Creating a Healthier America: How Can Business Lead the Way

This piece was co-authored by Victoria K. Brown, Senior Program Officer, Robert Wood Johnson Foundation.

In recent years, some of America’s largest companies have made a series of bold investments to support their workforce and the communities in which they do business. Earlier this year, Microsoft made national headlines by investing $500 million into affordable housing in Seattle. Google raised pay for temp workers to $15 an hour. Cigna has expanded its paid maternity leave to twelve weeks, while both Humana and Medtronic have offered employees assistance for adoption. Just last month Prudential announced it would invest $180 million to support opportunity youth and in March, and JP Morgan committed to a five-year global investment to prepare for the future of work.

Yet the backdrop of these moves is a landscape of increasing inequality that has left too many Americans behind – in jobs that can’t sustain them, in workplaces that fail to protect them, and in environments that provide little opportunity for growth or progress – undercutting the long-term success of businesses and the whole economy.

The private sector has a significant role to play in shifting this dynamic to build a more resilient, inclusive, and healthy nation. Businesses wield significant influence over jobs, housing, transportation, and other key determinants of healthy communities. Through decisions over wages, benefits, and workplace policies and practices, companies can help families living in these communities thrive or decline.

The good news is that a growing number of companies recognize the impact they can have in supporting a healthier country and are stepping up. That’s the conclusion of a groundbreaking new list of the 100 companies doing the most to support healthy communities recently released by JUST Capital with support from the Robert Wood Johnson Foundation.

Investments – like those made by Microsoft and Cigna – into workers, local communities, and the environment is about more than just higher wages, better housing, or cleaner air and water. They systematically lead to healthier outcomes across the board and provide a competitive advantage to the companies that make them.

Companies on the list are scored on 16 different social, economic, and environmental factors defined by the American public, which shape how businesses contribute to healthy outcomes for workers, their families, and the communities in which they operate.

The companies on the list stand out for their commitment to better wages and workplaces. Compared with other companies in the Russell 1000, the top 100 performers on average pay 12% more of their workers a living wage and paid 90% lower worker safety fines. They score 10% higher on crowdsourced work-life balance satisfaction and 8% higher on benefits satisfaction.

Their record on environmental and community impact is no less impressive. The companies produced 52% lower greenhouse gas emissions intensity in 2017 than other Russell 1000 companies, pay 74% lower EEOC fines per dollar of revenue over the last three years, and experienced 63% fewer controversies related to community impacts as reported in the media over the last three years.

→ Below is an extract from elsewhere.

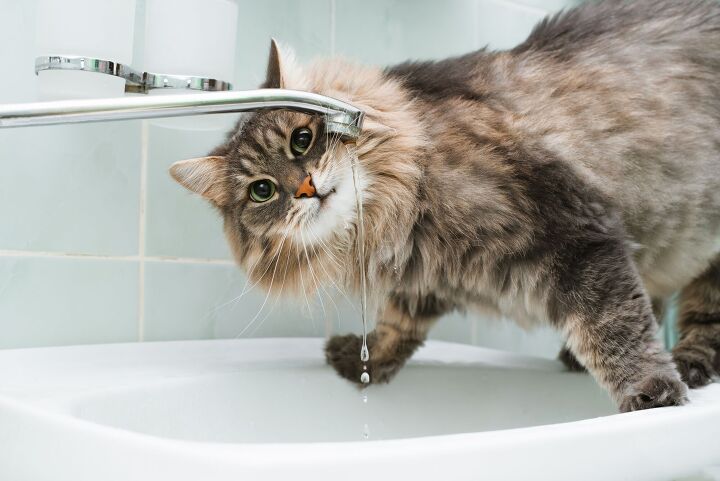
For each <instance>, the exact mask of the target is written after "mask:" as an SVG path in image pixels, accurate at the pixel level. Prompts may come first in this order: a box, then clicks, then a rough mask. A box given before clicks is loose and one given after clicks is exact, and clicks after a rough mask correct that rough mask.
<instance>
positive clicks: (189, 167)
mask: <svg viewBox="0 0 720 481" xmlns="http://www.w3.org/2000/svg"><path fill="white" fill-rule="evenodd" d="M226 171H227V160H225V157H221V156H217V155H213V156H210V157H200V158H197V159H188V160H181V161H179V162H175V163H174V164H173V165H172V166H171V167H170V175H171V176H172V177H173V179H175V180H176V181H178V183H180V185H182V186H183V187H185V188H186V189H188V190H191V191H192V192H195V193H196V194H200V195H201V196H203V197H205V198H206V199H208V200H209V201H211V202H213V203H215V204H216V205H218V206H223V205H226V204H227V203H228V201H229V194H228V191H227V189H226V188H225V179H226V176H225V173H226Z"/></svg>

And this isn’t just about being a good corporate citizen. It’s good for business and the bottom line too. Companies in the top 100 have generated 3% higher Return-on-Equity over the past five years.

These higher financial returns should be no surprise. Research tells us that healthier communities achieve improved education outcomes, attract more talented workers, and are more productive and competitive. Investing in workers and communities helps companies succeed.

A stronger culture of health is not simply a positive social good, but a clear and urgent business priority for corporate America. Companies need to deeply examine their impact on the health of the communities in which they’re operating and adopt a holistic new approach that works with other market stakeholders to support families along the way to a healthier life.

If we want a more resilient, inclusive, and healthy nation, we need more of our corporate leaders to continue to step up and lead the way.